Leek and potato soup is quite simple to make with a small number of ingredients – it is basically the same quantity of leeks to potatoes with onion, garlic, stock and milk for flavour.
Normally when I make soup I make enough for 6 which means my husband and I have lunch for 3 days. This makes lunchtimes so easy. Just serve with some nice crusty white bread or some home made Irish brown soda bread.
You can add some cream instead of some (or all) of the milk if you want but I find it creamy enough with milk.
Leek & Potato Soup
- rapeseed oil
- 2 medium leeks about 500g
- 1 onion
- 500 g potatoes
- 1 clove garlic
- 800 ml stock
- 200 ml milk
- ground black pepper
- Clean your leeks. A good tip to chop them length ways and wash between the leaves.
- Cut off the dark green leaves.
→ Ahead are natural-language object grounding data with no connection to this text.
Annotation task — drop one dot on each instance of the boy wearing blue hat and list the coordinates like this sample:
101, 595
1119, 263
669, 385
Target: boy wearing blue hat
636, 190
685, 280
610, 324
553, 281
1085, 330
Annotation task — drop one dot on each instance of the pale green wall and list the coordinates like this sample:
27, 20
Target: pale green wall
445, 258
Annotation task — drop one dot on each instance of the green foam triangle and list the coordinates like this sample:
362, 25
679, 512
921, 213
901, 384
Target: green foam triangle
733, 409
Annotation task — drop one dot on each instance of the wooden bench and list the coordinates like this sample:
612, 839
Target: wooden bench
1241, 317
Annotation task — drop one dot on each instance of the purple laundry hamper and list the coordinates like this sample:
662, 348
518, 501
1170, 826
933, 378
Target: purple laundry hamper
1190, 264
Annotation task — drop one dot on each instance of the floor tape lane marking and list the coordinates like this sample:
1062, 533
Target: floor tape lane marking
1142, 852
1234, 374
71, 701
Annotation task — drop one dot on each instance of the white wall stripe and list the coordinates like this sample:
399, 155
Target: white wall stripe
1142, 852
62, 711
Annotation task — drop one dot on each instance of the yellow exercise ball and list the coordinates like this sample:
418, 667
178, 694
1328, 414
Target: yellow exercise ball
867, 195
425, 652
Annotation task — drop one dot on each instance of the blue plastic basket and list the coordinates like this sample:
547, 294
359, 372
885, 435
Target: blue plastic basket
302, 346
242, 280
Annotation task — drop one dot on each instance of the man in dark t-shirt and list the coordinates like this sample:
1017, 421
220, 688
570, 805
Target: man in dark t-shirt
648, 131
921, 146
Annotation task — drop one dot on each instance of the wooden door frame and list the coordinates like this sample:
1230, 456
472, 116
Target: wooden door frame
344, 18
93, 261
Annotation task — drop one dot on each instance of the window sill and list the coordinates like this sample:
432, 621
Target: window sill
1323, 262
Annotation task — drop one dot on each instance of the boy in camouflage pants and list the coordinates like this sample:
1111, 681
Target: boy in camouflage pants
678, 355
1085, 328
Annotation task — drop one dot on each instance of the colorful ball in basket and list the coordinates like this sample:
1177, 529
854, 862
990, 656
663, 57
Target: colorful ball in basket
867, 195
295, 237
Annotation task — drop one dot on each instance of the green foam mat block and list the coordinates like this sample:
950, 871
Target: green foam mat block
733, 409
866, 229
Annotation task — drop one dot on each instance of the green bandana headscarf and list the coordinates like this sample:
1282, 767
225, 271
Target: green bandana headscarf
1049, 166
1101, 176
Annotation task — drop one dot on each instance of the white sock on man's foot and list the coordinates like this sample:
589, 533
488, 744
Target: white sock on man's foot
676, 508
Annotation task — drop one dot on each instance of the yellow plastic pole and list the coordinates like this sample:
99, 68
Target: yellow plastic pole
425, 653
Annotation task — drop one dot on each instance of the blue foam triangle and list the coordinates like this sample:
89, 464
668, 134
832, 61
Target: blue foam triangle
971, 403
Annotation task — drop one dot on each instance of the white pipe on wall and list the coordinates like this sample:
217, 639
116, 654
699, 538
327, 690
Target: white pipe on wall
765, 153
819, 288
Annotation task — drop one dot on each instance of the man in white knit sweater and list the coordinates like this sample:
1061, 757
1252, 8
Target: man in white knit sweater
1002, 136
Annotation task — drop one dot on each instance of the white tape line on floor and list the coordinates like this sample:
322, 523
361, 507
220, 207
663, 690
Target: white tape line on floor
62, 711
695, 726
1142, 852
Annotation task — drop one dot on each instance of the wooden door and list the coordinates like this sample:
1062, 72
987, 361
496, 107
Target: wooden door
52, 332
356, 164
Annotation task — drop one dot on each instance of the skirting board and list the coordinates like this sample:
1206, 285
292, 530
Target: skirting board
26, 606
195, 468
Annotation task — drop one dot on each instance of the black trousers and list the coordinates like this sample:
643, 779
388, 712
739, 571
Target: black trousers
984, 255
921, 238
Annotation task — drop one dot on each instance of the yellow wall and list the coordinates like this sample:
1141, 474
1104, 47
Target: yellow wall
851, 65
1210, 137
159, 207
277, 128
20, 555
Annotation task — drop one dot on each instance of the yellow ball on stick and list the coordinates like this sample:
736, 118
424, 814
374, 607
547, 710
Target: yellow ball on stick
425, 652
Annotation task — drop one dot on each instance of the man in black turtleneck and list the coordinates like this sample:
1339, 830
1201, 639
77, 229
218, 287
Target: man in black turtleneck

You can discard or keep to make stock later
- Cut the leeks and onion into small pieces
- Heat the oil and saute the leeks until soft
- Add the onion and saute for another 3-4 minutes
- Then add the garlic and potatoes and saute for a minute or two
- Add the stock, bring to the boil and then simmer for 30 minutes.
- Using a hand blender, blend the soup until smooth. Add the milk and bring back to the boil.
- If the soup is too thick add some more water.